After an exhausting rut (mating season) in early winter, males in the elk, deer and moose species experience a significant drop in testosterone levels. This triggers a specialized cell called “osteoclasts” to begin breaking down the bone at the base of the antler (pedicle), near the skull. After several weeks, the antler will easily fall off.
The timing of antlers falling off, is paired with the wildlife’s final push for essential nutrients to get through the remainder of winter and begin the migration back to summer ranges. Deer, elk, and moose rely heavily on wintering grounds for survival. Without knowing it, shed hunters can push or move them, forcing them to find new food sources, creating additional challenges for the herds at a critical time of year. This has led to many states, establishing shed hunting seasons.
When shed hunting, a lot of miles are covered and there isn’t a proven method to guarantee a pack full of antlers at the end of the day. For the sake of the animals and your safety in the field, there are some things you need to know before your boots hit the dirt.

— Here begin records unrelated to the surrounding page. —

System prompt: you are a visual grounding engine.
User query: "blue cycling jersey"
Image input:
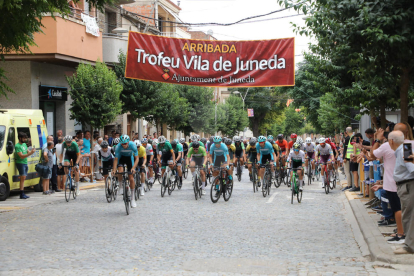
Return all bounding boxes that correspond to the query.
[115,141,138,163]
[210,143,229,162]
[256,141,274,162]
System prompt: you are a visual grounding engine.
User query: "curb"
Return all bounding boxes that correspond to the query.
[345,191,414,265]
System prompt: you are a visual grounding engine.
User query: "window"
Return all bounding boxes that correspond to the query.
[7,127,16,145]
[0,126,6,150]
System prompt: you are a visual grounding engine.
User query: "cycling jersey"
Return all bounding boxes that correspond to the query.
[256,142,273,163]
[304,143,316,152]
[276,139,288,152]
[316,144,333,155]
[210,143,229,162]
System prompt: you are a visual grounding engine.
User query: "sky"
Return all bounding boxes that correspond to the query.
[172,0,311,63]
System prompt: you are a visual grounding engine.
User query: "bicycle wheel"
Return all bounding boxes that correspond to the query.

- Know the local regulations. In several Nevada counties, legal shed hunting runs from May 1st to December 31st. “A person may not take or gather shed antlers from public land in Elko, Eureka, Lander, Lincoln, Nye or White Pine counties from Jan 1–April 30 of each year.” (Refer to NAC 503.172)
- Behave respectfully and ethically on both public and private property.
- Shed hunting is a new and rewarding adventure in hiking. Spend more time on foot than on wheels. Driving trucks or OHVs off open roads and trails damages habitat that wildlife depends on.
- Prepare for weather and terrain. What starts as frozen ground in the morning can quickly thaw into a vehicle hazard by mid-day. Bring extra layers, food, water, and emergency supplies.
- Dress appropriately. Shed hunting season brings unpredictable weather as well as a chance encounter with other wildlife emerging from cold nights, to warm up in the sun.
- Tell someone who’s familiar with the area, where you are going and the plan for the outing.
- Make it a family event. Bringing the kids, pets, and friends not only makes for great memories, but it also increases the chances of finding a treasure!
- If you pack it in, pack it out.
Shed hunting is a great opportunity to brush off the winter blues, take in some fresh air, and learn some new country. Some additional items that may make your shed hunting experience even better, include comfortable boots, a good day pack with extra straps to tie sheds up, binoculars, inReach or Spot GPS emergency transponder, and a GPS mapping app that will allow you to see property ownership and boundaries.
Now, go plan your shed hunt! Be smart, be safe and have a ton of fun doing it!